The Standard Bank was a British overseas bank, which operated mainly in Africa from 1863 to 1969. It merged with the Chartered Bank in 1969 to form Standard Chartered.

==History==
The bank was incorporated in London on 15 October 1862 as Standard Bank of British South Africa. It was formed by a group of South African businessmen led by John Paterson. The bank started operations in 1863 in Port Elizabeth, South Africa, and soon after opening it merged with several other banks including the Commercial Bank of Port Elizabeth, the Colesberg Bank, the British Kaffrarian Bank and the Fauresmith Bank.

It was prominent in financing and development of the diamond fields of Kimberley in 1867.

In reflection to the growth of its branch network and expansion outside British controlled regions, the bank dropped the word "British" from its title and adopted the name Standard Bank of South Africa Limited in 1881.

When gold was discovered on the Witwatersrand, the bank expanded northwards and on 11 October 1886 the bank started doing business in a tent at Ferreira's Camp (later to be called Johannesburg), thus becoming the first bank to open a branch on the Witwatersrand gold fields. It opened a second Johannesburg branch on 1 November 1901 along Eloff Street.

From the 1890s through the 1910s the bank opened offices across Africa, although some of them were unsustainable and subsequently had to be closed. In 1912 it opened a branch in New York City. In 1920 it bought out the African Banking Corporation. By the mid-1950s, Standard Bank had around 600 offices in Africa.

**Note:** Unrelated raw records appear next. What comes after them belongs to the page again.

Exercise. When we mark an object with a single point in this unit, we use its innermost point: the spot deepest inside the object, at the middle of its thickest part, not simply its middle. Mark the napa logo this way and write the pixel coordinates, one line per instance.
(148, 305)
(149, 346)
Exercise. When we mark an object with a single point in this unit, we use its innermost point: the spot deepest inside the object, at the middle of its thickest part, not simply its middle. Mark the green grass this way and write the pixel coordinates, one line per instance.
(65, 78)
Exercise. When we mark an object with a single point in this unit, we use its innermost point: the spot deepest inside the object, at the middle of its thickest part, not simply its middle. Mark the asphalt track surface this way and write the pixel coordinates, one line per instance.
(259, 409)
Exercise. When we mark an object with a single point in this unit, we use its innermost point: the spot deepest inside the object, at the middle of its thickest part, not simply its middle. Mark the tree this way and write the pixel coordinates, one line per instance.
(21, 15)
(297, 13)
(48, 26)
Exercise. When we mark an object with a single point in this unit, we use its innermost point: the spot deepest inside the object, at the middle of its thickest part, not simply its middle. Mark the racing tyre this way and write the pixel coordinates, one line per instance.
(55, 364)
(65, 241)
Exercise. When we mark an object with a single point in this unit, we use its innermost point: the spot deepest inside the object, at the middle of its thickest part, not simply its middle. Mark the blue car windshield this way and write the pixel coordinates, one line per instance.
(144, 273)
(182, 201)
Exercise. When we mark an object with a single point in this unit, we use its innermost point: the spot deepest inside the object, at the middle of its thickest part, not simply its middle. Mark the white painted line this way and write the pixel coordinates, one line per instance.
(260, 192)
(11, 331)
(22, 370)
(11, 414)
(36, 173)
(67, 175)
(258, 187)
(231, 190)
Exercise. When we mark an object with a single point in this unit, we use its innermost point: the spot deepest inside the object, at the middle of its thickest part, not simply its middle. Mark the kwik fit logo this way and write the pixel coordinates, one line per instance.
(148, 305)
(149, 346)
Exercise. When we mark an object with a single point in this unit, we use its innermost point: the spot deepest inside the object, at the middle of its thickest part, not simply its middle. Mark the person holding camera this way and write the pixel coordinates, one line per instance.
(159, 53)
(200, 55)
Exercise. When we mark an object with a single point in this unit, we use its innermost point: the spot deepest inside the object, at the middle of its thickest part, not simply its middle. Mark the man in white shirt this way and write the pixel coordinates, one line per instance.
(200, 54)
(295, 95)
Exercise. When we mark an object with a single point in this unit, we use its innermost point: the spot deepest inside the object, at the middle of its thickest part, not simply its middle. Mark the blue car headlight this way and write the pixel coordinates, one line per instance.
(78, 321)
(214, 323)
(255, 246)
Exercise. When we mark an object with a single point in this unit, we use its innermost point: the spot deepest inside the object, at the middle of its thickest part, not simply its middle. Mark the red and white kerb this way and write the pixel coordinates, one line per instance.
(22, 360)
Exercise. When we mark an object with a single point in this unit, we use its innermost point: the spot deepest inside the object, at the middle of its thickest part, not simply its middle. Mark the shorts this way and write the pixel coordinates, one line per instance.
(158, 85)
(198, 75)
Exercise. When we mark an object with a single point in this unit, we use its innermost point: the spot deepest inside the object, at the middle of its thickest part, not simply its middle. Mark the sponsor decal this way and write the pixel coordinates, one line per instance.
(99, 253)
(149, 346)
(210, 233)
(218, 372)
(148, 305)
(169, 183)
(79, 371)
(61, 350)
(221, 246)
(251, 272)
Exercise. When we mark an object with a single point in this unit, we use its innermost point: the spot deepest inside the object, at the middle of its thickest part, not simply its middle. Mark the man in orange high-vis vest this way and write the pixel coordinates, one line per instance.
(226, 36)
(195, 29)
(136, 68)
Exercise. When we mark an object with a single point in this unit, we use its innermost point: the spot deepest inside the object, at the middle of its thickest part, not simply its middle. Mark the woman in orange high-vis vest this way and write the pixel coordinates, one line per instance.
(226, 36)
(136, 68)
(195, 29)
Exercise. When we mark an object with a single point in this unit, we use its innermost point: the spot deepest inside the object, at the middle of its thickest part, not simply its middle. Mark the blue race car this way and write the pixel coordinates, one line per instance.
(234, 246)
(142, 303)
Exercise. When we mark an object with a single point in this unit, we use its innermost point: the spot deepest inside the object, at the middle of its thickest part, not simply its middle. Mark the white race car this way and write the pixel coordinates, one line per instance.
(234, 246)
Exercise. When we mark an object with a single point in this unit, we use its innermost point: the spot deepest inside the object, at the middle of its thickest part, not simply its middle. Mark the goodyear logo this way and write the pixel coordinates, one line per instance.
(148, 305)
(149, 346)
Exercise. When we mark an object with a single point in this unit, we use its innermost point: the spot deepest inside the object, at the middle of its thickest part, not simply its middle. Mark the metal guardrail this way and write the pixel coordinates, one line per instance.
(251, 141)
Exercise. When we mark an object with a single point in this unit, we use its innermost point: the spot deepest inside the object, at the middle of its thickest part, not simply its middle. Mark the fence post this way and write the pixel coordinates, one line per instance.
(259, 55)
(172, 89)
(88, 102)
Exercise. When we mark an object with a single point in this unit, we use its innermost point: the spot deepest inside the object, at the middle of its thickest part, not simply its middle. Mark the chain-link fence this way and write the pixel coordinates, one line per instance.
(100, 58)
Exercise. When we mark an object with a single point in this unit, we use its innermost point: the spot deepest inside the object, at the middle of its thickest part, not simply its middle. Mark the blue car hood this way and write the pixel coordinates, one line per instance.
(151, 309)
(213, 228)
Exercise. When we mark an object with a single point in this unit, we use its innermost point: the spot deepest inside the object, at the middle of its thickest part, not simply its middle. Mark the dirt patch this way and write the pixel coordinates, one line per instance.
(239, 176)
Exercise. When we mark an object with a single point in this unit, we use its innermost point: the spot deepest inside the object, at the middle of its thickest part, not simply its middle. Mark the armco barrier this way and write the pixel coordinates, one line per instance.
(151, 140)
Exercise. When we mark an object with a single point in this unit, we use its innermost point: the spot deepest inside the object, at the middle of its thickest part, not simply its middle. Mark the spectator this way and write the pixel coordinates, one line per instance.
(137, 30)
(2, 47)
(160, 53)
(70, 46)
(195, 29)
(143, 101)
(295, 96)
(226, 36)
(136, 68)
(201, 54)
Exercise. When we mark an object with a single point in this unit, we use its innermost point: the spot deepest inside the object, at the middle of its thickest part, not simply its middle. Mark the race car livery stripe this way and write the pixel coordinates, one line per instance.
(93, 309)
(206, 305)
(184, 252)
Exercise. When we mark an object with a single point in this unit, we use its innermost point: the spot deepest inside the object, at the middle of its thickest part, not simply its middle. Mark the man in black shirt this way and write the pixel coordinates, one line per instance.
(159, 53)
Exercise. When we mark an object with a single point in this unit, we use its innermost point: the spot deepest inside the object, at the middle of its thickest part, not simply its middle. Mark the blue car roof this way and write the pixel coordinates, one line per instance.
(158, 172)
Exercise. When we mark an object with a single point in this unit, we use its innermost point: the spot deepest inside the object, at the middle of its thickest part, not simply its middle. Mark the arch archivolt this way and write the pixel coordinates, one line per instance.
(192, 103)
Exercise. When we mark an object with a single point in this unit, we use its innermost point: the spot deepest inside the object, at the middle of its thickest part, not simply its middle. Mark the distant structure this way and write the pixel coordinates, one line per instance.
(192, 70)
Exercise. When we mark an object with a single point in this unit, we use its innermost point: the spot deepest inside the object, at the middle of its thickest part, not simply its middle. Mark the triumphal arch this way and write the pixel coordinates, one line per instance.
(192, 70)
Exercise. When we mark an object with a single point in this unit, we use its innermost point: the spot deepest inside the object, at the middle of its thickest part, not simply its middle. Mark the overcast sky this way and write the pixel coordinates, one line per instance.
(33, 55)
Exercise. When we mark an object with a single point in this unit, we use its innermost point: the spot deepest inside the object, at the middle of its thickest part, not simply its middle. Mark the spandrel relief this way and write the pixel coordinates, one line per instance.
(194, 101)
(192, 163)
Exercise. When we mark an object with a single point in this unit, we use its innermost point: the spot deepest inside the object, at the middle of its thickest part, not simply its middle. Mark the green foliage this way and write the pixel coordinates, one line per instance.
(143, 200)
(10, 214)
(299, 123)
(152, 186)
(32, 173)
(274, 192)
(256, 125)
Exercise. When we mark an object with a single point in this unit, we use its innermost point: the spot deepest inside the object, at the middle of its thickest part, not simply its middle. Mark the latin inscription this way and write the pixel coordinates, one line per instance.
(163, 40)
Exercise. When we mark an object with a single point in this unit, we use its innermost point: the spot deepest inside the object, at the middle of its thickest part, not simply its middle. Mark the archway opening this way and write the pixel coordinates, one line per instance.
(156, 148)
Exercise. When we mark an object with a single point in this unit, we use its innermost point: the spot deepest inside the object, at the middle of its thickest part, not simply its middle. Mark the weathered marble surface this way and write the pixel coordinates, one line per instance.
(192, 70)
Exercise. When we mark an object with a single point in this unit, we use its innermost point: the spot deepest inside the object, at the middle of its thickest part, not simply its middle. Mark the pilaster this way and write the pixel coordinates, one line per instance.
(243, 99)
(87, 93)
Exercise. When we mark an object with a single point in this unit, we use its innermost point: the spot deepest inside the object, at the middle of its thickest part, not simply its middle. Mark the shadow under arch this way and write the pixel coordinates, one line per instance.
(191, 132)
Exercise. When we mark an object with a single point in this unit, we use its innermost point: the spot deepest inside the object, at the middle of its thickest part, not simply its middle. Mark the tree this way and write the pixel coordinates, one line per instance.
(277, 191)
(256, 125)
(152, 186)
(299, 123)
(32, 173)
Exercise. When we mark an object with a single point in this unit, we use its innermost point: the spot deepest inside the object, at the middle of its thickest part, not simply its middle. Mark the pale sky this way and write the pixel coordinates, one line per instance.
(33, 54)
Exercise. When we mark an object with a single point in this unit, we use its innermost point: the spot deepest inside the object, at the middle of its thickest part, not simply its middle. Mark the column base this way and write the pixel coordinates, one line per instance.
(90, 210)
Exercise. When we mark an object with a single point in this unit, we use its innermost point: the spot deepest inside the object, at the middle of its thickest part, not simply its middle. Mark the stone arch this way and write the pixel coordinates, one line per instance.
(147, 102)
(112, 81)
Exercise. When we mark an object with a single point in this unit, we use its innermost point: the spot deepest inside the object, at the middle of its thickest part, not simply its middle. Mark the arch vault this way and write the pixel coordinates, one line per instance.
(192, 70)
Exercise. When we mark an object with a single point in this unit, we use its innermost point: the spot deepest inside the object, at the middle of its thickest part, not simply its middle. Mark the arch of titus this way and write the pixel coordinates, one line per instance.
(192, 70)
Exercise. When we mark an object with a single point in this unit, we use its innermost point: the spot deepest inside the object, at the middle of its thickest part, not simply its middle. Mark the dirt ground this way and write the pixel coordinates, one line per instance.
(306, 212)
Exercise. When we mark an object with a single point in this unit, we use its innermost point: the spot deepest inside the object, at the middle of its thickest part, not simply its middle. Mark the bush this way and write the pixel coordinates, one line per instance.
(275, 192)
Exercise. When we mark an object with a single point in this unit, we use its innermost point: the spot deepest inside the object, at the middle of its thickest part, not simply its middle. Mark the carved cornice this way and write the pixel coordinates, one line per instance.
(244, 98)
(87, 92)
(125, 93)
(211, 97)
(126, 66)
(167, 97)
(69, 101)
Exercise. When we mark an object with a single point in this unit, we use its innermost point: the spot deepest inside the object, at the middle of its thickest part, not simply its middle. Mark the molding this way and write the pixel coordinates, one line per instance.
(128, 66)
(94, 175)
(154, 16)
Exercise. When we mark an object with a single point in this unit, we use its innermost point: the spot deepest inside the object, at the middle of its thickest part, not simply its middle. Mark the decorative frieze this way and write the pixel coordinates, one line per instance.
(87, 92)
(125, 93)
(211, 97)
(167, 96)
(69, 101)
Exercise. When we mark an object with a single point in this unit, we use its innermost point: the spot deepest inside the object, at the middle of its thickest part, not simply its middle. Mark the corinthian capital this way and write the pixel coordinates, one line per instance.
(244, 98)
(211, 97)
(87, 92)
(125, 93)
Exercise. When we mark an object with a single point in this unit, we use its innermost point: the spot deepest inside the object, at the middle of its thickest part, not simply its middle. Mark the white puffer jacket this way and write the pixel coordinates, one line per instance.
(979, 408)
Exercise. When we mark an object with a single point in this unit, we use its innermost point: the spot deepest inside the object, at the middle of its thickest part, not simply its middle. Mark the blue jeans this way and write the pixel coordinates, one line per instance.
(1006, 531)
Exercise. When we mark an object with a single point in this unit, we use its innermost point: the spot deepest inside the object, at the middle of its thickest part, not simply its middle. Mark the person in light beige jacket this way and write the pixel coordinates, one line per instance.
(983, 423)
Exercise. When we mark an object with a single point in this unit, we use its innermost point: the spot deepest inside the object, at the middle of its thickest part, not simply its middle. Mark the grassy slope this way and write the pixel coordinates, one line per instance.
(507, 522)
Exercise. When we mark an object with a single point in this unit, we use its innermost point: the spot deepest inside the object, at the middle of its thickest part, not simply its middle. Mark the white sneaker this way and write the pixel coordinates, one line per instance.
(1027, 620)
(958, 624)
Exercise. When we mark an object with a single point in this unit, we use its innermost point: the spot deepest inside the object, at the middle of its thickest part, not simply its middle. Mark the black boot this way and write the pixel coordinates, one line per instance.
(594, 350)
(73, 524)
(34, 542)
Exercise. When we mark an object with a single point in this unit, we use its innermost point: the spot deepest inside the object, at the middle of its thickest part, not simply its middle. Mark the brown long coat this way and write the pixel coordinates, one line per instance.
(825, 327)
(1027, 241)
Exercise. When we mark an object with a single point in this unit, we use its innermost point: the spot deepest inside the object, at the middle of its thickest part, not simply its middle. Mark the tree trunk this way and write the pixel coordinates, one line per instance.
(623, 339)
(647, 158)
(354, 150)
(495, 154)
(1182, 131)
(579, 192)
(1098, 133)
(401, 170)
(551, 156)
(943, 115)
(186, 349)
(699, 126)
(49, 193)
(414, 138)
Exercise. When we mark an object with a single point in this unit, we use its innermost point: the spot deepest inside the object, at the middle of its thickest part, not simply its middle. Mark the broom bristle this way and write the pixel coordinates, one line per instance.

In 1962, the bank was renamed Standard Bank Limited, and a subsidiary was registered in South Africa under the parent bank's previous name, Standard Bank of South Africa.

In 1965, Standard Bank merged with the Bank of West Africa expanding its operations into Cameroon, Gambia, Ghana, Nigeria, and Sierra Leone.

==Merger==
In 1969, the Standard Bank merged with Chartered Bank of India, Australia and China and the combined bank became known as Standard Chartered Bank.

==Subsequent use of name==
In South Africa, the Standard Bank Investment Corporation (now Standard Bank Group) was established as the holding company of The Standard Bank of South Africa Limited. Standard Chartered sold its remaining 39% stake in Standard Bank Group in 1987, and the two banking groups are now under quite separate ownership. Today, the Standard Bank name is used by the South African group, which has expanded outside South Africa, including forming a subsidiary in the United Kingdom known as Standard Bank London.

The original 1862 company changed its name in 1985 from Standard Bank PLC to Standard Chartered Bank Africa PLC, and is now named Standard Chartered Africa Ltd.